Let's see if we can interpret our principal components, and figure out what real-world things they correspond to!
Run the cell below to print the head of the data
DataFrame again.
data.head()
Let's try to interpret what each principal component stands for. You can argue that PC1 represents bread and burgers, let's say "processed foods". PC2 represents oranges and milk, let's call that PC the "non-processed foods". Again, note that both strongly positive and strongly negative PCs are the most important--it's the strength, not the sign, that matters here!
What you'll usually want to do is replace your 5 columns with the new data. Now, what does the new data look like? You'll need to transform your columns using the loadings used in your eigenvectors. Let's try and find the PC1 value for Atlanta!
First, let's select the attribute values for Atlanta.
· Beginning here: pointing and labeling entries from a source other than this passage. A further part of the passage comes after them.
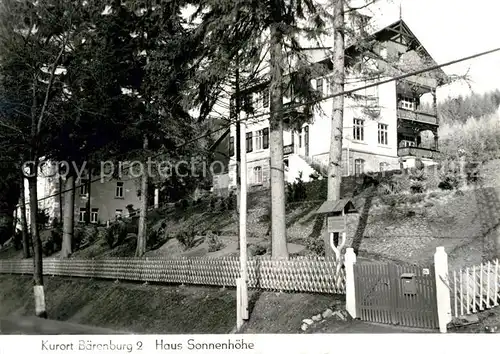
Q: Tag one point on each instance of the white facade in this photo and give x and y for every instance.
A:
(381, 126)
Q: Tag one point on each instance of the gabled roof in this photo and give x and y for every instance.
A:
(400, 32)
(336, 206)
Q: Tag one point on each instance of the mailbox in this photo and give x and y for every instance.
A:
(409, 287)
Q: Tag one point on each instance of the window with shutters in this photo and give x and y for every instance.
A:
(306, 140)
(265, 138)
(382, 134)
(94, 215)
(319, 86)
(249, 142)
(84, 188)
(359, 166)
(257, 175)
(259, 140)
(119, 190)
(231, 146)
(358, 129)
(407, 103)
(83, 213)
(264, 96)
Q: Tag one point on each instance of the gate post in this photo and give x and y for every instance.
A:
(442, 288)
(350, 290)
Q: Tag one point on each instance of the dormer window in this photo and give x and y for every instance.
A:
(408, 103)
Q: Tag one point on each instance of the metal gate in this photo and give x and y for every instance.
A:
(398, 295)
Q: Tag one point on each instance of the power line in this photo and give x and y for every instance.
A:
(288, 108)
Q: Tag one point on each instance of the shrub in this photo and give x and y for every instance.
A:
(417, 198)
(449, 183)
(433, 195)
(116, 233)
(316, 245)
(89, 235)
(187, 238)
(182, 204)
(257, 250)
(296, 191)
(214, 243)
(417, 188)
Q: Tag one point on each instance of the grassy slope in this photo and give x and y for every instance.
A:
(136, 308)
(456, 222)
(126, 307)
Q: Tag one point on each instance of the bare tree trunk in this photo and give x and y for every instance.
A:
(335, 163)
(40, 309)
(60, 199)
(24, 223)
(141, 233)
(278, 227)
(87, 206)
(68, 216)
(335, 159)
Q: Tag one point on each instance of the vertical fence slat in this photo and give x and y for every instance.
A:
(308, 274)
(497, 280)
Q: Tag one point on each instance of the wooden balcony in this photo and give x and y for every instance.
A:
(418, 152)
(288, 149)
(416, 116)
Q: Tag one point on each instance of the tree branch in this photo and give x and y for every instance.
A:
(49, 86)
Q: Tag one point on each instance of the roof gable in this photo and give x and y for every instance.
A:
(399, 32)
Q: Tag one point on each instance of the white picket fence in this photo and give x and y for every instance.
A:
(475, 288)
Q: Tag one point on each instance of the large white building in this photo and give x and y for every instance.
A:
(385, 126)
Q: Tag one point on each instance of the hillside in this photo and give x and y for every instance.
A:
(400, 227)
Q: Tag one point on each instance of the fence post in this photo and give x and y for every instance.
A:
(239, 304)
(350, 290)
(442, 288)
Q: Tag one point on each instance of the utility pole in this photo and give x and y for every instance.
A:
(242, 283)
(237, 107)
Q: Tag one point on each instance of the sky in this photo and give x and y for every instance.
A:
(451, 29)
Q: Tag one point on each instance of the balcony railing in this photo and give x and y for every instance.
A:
(288, 150)
(417, 152)
(417, 116)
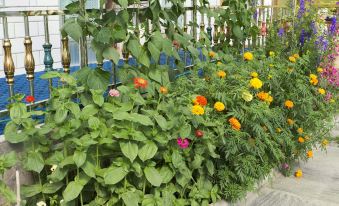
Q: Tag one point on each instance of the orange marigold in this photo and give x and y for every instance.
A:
(234, 123)
(140, 82)
(289, 104)
(201, 100)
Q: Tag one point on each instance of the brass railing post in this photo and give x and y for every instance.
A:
(29, 58)
(9, 67)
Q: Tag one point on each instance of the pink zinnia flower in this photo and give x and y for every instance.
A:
(183, 142)
(114, 93)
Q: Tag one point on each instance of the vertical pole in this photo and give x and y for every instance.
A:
(29, 59)
(48, 59)
(9, 67)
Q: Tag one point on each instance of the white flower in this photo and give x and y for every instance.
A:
(41, 203)
(53, 168)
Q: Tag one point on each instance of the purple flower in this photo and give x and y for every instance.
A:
(281, 32)
(114, 93)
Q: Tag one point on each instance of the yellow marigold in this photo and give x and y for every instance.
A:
(300, 130)
(301, 140)
(321, 91)
(221, 74)
(292, 59)
(289, 104)
(263, 96)
(290, 121)
(309, 154)
(324, 142)
(248, 56)
(198, 110)
(219, 106)
(298, 173)
(211, 54)
(256, 83)
(254, 74)
(247, 96)
(296, 56)
(234, 123)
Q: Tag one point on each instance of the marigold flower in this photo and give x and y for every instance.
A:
(298, 173)
(30, 99)
(292, 59)
(247, 96)
(183, 142)
(201, 100)
(300, 130)
(219, 106)
(321, 91)
(309, 154)
(296, 56)
(256, 83)
(324, 142)
(198, 110)
(114, 93)
(248, 56)
(320, 70)
(221, 74)
(254, 74)
(211, 54)
(235, 123)
(140, 82)
(301, 140)
(290, 121)
(163, 90)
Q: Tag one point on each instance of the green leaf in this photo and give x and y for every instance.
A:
(31, 190)
(7, 193)
(130, 198)
(111, 54)
(72, 190)
(93, 123)
(73, 29)
(147, 151)
(155, 52)
(129, 149)
(79, 157)
(161, 122)
(60, 115)
(50, 188)
(166, 174)
(35, 162)
(153, 176)
(114, 175)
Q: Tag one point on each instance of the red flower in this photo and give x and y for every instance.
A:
(30, 99)
(140, 82)
(201, 100)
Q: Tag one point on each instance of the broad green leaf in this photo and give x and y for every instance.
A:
(79, 158)
(114, 175)
(31, 190)
(35, 162)
(129, 149)
(130, 198)
(147, 151)
(153, 176)
(72, 190)
(111, 54)
(50, 188)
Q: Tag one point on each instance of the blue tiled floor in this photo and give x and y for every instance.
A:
(40, 86)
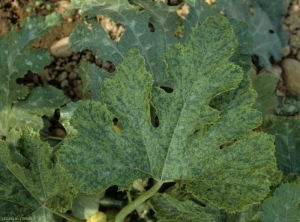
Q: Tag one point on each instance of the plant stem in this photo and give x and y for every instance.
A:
(141, 199)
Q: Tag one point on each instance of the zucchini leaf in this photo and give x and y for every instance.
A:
(169, 209)
(287, 140)
(204, 138)
(284, 205)
(30, 179)
(17, 108)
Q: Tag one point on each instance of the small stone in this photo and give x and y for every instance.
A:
(88, 95)
(291, 75)
(61, 48)
(61, 6)
(36, 79)
(62, 76)
(78, 91)
(286, 51)
(72, 75)
(45, 76)
(277, 71)
(106, 65)
(64, 83)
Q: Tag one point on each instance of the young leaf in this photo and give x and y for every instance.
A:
(204, 137)
(15, 61)
(33, 182)
(284, 206)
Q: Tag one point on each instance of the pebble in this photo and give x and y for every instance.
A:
(286, 51)
(62, 76)
(291, 75)
(61, 6)
(72, 75)
(64, 83)
(61, 48)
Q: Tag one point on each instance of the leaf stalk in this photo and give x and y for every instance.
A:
(141, 199)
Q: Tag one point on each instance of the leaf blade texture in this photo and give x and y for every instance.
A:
(31, 179)
(15, 61)
(283, 206)
(286, 131)
(209, 108)
(170, 209)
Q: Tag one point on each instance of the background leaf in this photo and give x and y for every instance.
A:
(284, 205)
(31, 179)
(265, 27)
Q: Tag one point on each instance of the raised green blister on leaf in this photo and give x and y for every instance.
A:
(31, 179)
(204, 138)
(17, 58)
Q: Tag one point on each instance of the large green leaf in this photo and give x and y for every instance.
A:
(284, 206)
(168, 209)
(30, 179)
(204, 137)
(16, 58)
(264, 22)
(287, 140)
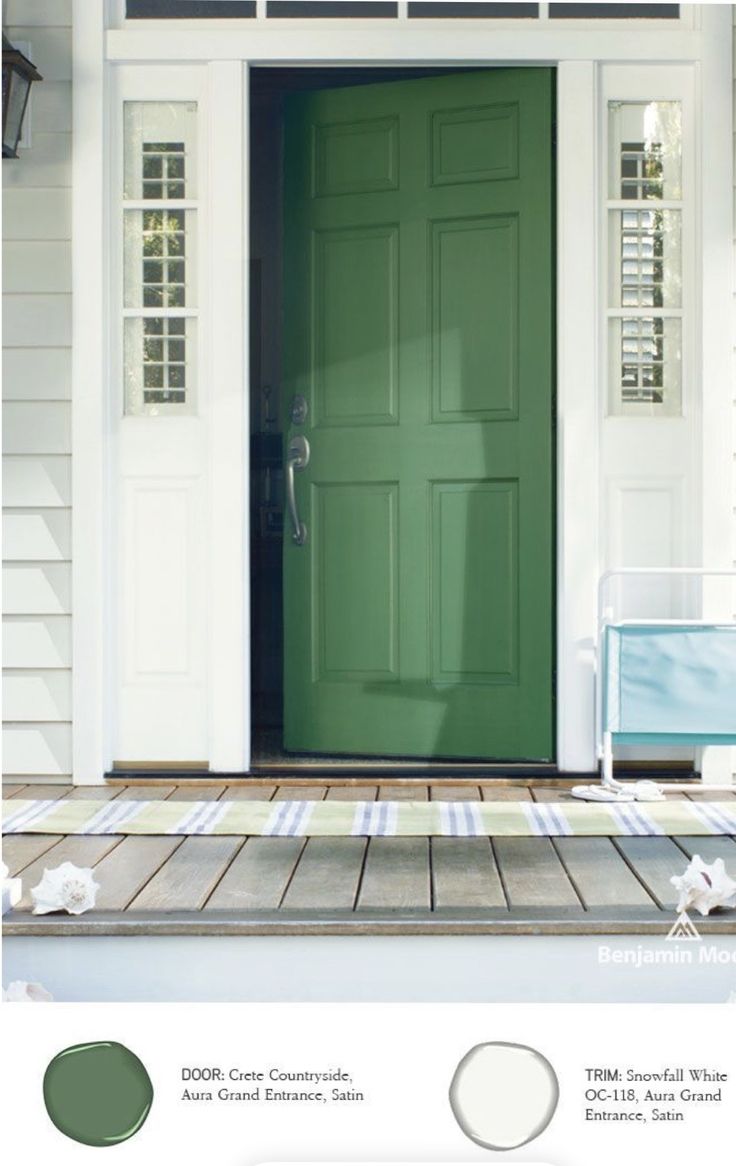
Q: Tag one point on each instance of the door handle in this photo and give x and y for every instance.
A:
(296, 458)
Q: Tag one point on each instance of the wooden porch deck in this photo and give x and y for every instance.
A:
(261, 885)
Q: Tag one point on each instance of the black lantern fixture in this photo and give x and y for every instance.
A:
(18, 74)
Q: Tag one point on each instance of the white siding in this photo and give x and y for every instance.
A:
(36, 388)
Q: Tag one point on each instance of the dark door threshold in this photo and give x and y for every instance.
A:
(299, 772)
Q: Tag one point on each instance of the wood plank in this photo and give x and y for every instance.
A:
(258, 876)
(247, 792)
(19, 850)
(412, 792)
(654, 862)
(352, 793)
(127, 869)
(601, 876)
(300, 793)
(464, 873)
(327, 876)
(533, 875)
(92, 793)
(145, 793)
(454, 793)
(41, 792)
(727, 794)
(505, 793)
(187, 880)
(709, 848)
(82, 850)
(395, 875)
(196, 793)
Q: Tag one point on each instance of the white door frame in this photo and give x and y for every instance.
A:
(702, 37)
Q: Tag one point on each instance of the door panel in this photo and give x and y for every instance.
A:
(418, 325)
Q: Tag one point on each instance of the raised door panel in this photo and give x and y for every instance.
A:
(355, 372)
(475, 328)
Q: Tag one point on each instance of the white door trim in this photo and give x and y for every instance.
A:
(575, 51)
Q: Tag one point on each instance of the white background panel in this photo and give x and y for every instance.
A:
(37, 535)
(34, 267)
(36, 428)
(36, 482)
(39, 749)
(33, 374)
(36, 695)
(36, 643)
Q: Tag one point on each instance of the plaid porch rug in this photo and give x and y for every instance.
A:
(369, 819)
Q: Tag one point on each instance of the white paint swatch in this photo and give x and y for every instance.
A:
(504, 1095)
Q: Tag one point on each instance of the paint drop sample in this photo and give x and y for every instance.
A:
(98, 1094)
(504, 1095)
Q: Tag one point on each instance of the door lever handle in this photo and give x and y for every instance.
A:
(296, 458)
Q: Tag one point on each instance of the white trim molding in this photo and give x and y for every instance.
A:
(91, 682)
(217, 60)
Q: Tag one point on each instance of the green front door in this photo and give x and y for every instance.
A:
(419, 331)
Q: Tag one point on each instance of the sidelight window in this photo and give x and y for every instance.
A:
(160, 257)
(645, 258)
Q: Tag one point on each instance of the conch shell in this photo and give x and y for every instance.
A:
(20, 991)
(705, 886)
(67, 887)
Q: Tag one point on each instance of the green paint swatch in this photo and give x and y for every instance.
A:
(98, 1094)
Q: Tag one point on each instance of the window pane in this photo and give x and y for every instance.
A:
(160, 259)
(645, 260)
(645, 154)
(160, 362)
(160, 156)
(645, 355)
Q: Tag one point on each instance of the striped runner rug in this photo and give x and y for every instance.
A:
(369, 819)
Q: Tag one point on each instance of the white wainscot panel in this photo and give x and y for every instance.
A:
(42, 749)
(30, 320)
(36, 535)
(36, 590)
(162, 713)
(36, 374)
(51, 109)
(36, 427)
(158, 599)
(646, 528)
(50, 48)
(36, 482)
(36, 696)
(36, 643)
(48, 162)
(36, 267)
(43, 213)
(39, 13)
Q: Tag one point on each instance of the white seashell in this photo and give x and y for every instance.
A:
(20, 991)
(67, 887)
(705, 886)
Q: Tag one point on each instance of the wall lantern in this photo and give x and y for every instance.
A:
(18, 74)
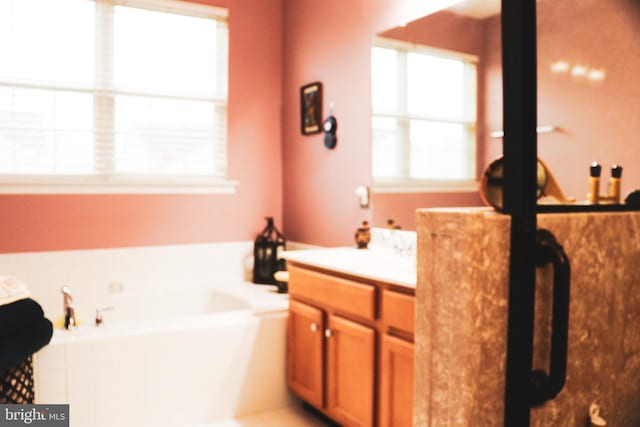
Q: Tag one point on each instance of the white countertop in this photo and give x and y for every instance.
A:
(380, 264)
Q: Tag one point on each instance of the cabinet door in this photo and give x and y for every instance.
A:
(350, 372)
(304, 352)
(396, 383)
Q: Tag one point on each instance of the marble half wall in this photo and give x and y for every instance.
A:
(461, 320)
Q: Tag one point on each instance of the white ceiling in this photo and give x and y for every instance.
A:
(477, 8)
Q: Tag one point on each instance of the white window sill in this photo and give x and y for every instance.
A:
(443, 186)
(91, 185)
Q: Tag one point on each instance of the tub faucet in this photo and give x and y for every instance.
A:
(67, 305)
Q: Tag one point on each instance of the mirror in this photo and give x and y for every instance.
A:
(587, 96)
(459, 45)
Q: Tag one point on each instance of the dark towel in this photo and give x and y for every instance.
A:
(16, 347)
(18, 315)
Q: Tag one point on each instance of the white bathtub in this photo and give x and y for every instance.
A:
(174, 359)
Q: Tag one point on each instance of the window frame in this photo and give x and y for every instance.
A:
(99, 182)
(405, 184)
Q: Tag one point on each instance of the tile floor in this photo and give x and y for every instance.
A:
(292, 416)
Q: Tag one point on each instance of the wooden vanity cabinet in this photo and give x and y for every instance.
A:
(345, 357)
(305, 371)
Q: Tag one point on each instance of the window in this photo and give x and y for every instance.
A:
(423, 117)
(112, 92)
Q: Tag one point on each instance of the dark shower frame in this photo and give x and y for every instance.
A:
(519, 82)
(519, 74)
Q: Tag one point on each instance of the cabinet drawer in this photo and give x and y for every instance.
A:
(398, 310)
(345, 295)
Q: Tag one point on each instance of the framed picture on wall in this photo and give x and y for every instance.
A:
(311, 108)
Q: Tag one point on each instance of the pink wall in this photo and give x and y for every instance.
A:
(598, 120)
(326, 41)
(50, 222)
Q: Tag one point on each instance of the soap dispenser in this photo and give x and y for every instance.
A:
(594, 183)
(363, 235)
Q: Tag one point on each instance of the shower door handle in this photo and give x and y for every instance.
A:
(547, 386)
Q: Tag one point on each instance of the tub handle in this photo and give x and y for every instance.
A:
(99, 311)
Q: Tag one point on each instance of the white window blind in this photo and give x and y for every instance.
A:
(423, 116)
(112, 92)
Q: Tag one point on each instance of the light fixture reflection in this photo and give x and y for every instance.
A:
(559, 67)
(596, 75)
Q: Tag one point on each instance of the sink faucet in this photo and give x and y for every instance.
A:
(67, 305)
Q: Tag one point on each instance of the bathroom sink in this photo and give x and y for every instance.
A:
(384, 264)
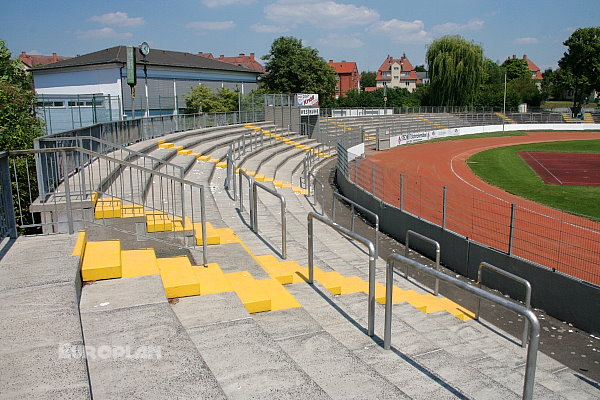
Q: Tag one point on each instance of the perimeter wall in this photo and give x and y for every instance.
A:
(568, 299)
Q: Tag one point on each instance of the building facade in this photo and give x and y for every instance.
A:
(164, 78)
(397, 73)
(347, 76)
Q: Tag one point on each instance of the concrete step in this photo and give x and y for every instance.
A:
(136, 346)
(244, 359)
(39, 320)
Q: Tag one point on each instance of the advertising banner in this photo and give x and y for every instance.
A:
(307, 100)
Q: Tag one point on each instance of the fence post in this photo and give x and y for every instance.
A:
(513, 211)
(7, 199)
(401, 192)
(444, 208)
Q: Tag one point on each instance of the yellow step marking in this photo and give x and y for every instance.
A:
(102, 260)
(179, 279)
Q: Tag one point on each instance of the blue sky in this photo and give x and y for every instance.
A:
(361, 31)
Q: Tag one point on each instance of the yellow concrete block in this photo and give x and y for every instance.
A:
(179, 279)
(102, 260)
(212, 279)
(251, 294)
(281, 299)
(140, 262)
(107, 209)
(299, 190)
(158, 223)
(132, 210)
(79, 249)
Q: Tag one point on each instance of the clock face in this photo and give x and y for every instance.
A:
(144, 49)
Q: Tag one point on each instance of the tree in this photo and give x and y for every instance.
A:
(368, 79)
(203, 99)
(516, 68)
(455, 70)
(293, 68)
(580, 64)
(18, 123)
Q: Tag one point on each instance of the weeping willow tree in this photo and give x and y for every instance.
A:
(455, 70)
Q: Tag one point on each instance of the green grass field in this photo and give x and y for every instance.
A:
(504, 168)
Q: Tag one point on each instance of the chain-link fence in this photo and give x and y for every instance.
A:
(563, 242)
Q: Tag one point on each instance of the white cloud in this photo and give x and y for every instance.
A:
(262, 28)
(118, 19)
(211, 25)
(401, 31)
(102, 33)
(325, 14)
(450, 28)
(219, 3)
(525, 40)
(341, 41)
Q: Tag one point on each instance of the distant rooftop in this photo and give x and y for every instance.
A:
(166, 58)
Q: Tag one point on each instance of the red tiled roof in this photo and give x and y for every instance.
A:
(344, 67)
(535, 70)
(242, 60)
(34, 60)
(404, 64)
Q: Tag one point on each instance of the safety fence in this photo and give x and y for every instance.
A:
(563, 242)
(61, 190)
(131, 131)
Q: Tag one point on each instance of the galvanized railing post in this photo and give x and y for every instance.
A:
(372, 261)
(534, 325)
(515, 278)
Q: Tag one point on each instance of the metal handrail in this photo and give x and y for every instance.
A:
(515, 278)
(315, 181)
(354, 205)
(534, 326)
(256, 184)
(90, 153)
(119, 147)
(410, 233)
(372, 261)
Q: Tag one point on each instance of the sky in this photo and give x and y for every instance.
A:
(341, 30)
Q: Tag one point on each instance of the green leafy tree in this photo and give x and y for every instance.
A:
(368, 79)
(580, 64)
(18, 122)
(293, 68)
(455, 70)
(516, 68)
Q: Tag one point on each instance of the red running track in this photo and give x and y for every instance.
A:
(479, 211)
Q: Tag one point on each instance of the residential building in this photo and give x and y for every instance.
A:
(34, 60)
(98, 81)
(241, 61)
(397, 73)
(347, 76)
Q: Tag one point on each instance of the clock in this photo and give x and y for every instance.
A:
(144, 49)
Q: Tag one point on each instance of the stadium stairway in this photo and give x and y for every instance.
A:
(164, 327)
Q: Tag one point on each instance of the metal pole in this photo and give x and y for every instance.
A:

We'll need to use the standardized values as this is the data we used to generate the PCs.
atlanta_var = data_std.loc[0]
atlanta_var
Now we have to multiply this with our loadings vectors! Let's do this for both PCs.
In the cell below, get the np.sum()
of atlanta_var
multiplied by pc1
.
Now, do this again, but for pc2
.
If we wanted to transform all of our data this way, we'd be here all day! Luckily, sklearn provides functionality that makes short work of this task. There is a method called transform
in the PCA library that does this for all the observations in one step.
Run the cells below to transform our city data!
PC_df = pd.DataFrame(pca_2.transform(data_std), index=data.index, columns=['PC1','PC2'])
PC_df
You did it! PCA provides a great, intuitive way for us to transform our dataset into a format where the predictors are uncorrelated, as well as to reduce dimensionality by dropping less important components.